À l'inverse, c'est le changement de soi qui a aidé Blanche Roy à façonner sa définition du féminisme. Retraitée de l'Alliance de la fonction publique du Canada et militante féministe, elle est née et a grandi au Québec. Féministe la plus expérimentée du panel, Blanche Roy a traversé de nombreuses époques du féminisme, mais ses revendications ont toujours porté sur les droits à l'égalité et à la reproduction.
Lorsqu'elle était jeune, sa définition du féminisme était simple : rechercher l'égalité entre les femmes et les hommes.
"Au fil des ans, j'ai commencé à comprendre que trouver une solution à l'oppression patriarcale ne résoudrait pas toutes les oppressions", dit-elle. "Les femmes autochtones, les femmes racisées, les femmes de la deuxième génération et les femmes immigrées m'ont montré la nécessité d'élargir et d'enrichir ma définition du féminisme.
Cette approche intersectionnelle a changé sa façon de voir et de comprendre le féminisme, lui permettant, à l'instar de Lila Ratsifa, d'inclure toutes les femmes dans son travail militant.
Lila Ratsifa, originaire de Madagascar, dirige l'Association multiethnique pour l'intégration des personnes handicapées à Montréal. La priorité de Lila Ratsifa a toujours été l'accessibilité. Elle milite en faveur du logement, de transports en commun adaptés et de l'accès à l'emploi pour les personnes handicapées, tout en offrant une aide au logement et des cours de français aux nouveaux arrivants.
"Nous devons mettre en lumière des personnes aux capacités différentes", dit-elle. "Les personnes handicapées sont ma famille et j'ai la responsabilité d'aider ma famille.
La soirée, qui s'est achevée par une séance de réseautage éclair, a attiré un grand nombre de personnes, concrétisant ainsi la vision d'AGIR, qui est de "rassembler les femmes engagées".
"Avant d'être un mouvement politique ou intellectuel, le féminisme offre un sens de la communauté", a déclaré Mme Idji en concluant son témoignage.

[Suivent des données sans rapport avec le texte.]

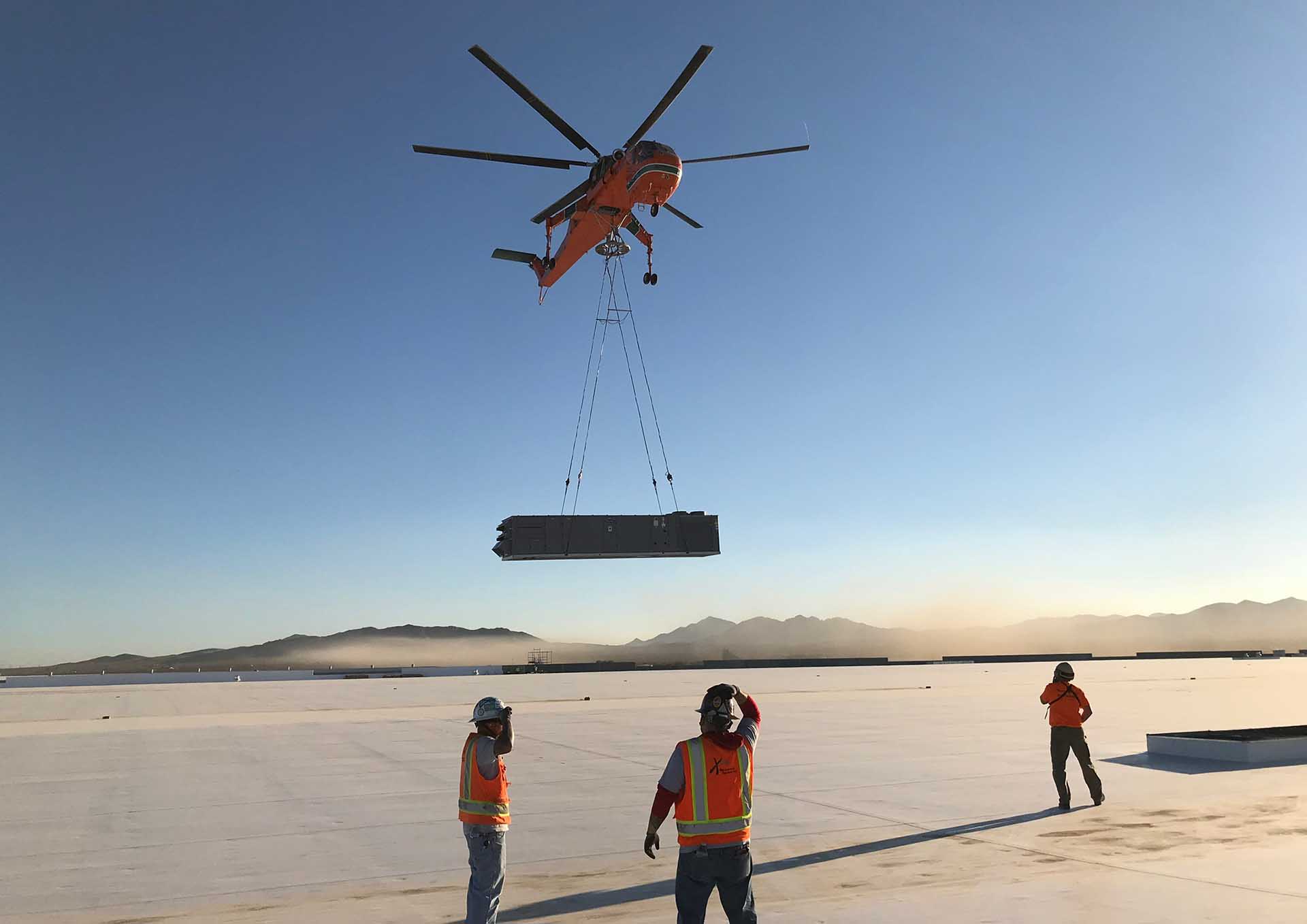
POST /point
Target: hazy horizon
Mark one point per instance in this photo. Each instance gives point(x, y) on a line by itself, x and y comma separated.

Fidèle à sa tradition, AGIR Outaouais tiendra une programmation en l'honneur de la Journée internationale des droits des femmes du 28 février au 15 mars. L'engagement d'AGIR Outaouais est de renforcer la solidarité et la défense des droits des femmes par l'éducation et la mobilisation. Un calendrier complet des activités organisées par les organisations membres se trouve sur le site Web d'AGIR Outaouais : agir-outaouais.ca.
Photo 1 : De gauche à droite : Blanche Roy, Irene Xia Zhou, Morènikè Idji et Lila Ratsifa, panélistes de la septième rencontre féministe d'AGIR qui s'est tenue le 7 mars. Le thème de cette année, "Ça gronde !", a été l'occasion pour les femmes de tout le Québec de se rencontrer à La Maison du Citoyen à Gatineau pour créer des liens et s'inspirer les unes les autres.
Photo 2 : De droite à gauche, la directrice d'AGIR, Hamida Melouane, présente les quatre panélistes aux côtés de l'animatrice et organisatrice Riantsoa Andriamasi.
Photo 3 : Les panélistes partagent leurs témoignages lors de la septième rencontre féministe d'AGIR "Ça gronde !"
Photo 4 : Session de speed networking pour clôturer l'événement. À l'aide de questions-réponses fournies par les organisatrices, les féministes ont été invitées à discuter de la signification et du parcours de leur féminisme.